Good nutrition is always in season
Food alone can’t protect against the common cold or influenza, and the science isn’t yet clear on which or how much of some nutrients may help bolster immunity to reduce your risk of getting sick. But experts agree that a diet rich in a variety of produce, whole grains, lean proteins, and low-fat dairy products — along with adequate sleep, moderate exercise, and minimal stress — contributes to a well-functioning immune system and may promote a faster recovery if you do come down with a cold or flu. CookingLight.com: Choose healthful treats this holiday season
Water is the largest single constituent of the human body — contributing to at least half your body weight — but it’s “also a forgotten nutrient,” says Jennifer K. Nelson, M.S., R.D., director of clinical dietetics at the Mayo Clinic in Rochester, Minnesota. This essential nutrient (meaning it’s one the body can’t produce on its own) promotes healthy muscle, bone, and blood.
Adequate hydration is even more important once you’re sick because fluids lost through sneezing, watery eyes, and a runny nose need replacing. “When you have a mild fever, your body becomes more dehydrated as a result. So drinking plenty of fluids is probably the first line of defense,” Nelson says.

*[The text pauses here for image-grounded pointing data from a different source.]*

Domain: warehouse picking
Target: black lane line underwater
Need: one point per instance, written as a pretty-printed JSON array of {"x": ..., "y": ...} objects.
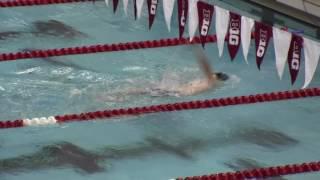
[
  {"x": 61, "y": 62},
  {"x": 46, "y": 28},
  {"x": 66, "y": 155},
  {"x": 240, "y": 164}
]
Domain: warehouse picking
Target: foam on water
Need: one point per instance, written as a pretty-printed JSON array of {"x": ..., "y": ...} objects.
[{"x": 211, "y": 137}]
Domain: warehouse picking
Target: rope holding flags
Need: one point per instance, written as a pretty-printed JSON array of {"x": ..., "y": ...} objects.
[{"x": 237, "y": 30}]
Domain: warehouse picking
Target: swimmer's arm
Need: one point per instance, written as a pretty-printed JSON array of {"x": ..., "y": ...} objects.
[
  {"x": 204, "y": 65},
  {"x": 195, "y": 87}
]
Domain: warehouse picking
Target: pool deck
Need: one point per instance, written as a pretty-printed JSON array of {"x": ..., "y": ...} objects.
[{"x": 292, "y": 12}]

While it’s known that certain nutrients like vitamins C, E, and A, as well as the mineral zinc, are associated with immune functions, it’s hard to attribute specific immunity-boosting benefits to any one nutrient because of inconclusive research. “Many studies have been done in nutrition and immune function, involving numerous nutrients — and [they] come out with different, often contradicting results,” says Dayong Wu, Ph.D., a scientist in the Nutritional Immunology Laboratory, the USDA Human Nutrition Research Center on Aging, and assistant professor at the Friedman School of Nutrition and Science Policy at Tufts University.
Because a nutritional intervention may have different effects on people of different ages or nutrition status as noted in scientific studies, Wu says, it’s difficult to make broad recommendations based on study findings. “In general, it’s easier to see positive, immune-strengthening results by supplementing someone with a vitamin or mineral that he is deficient in,” he says. The same benefits may not confer to “people with adequate intake.”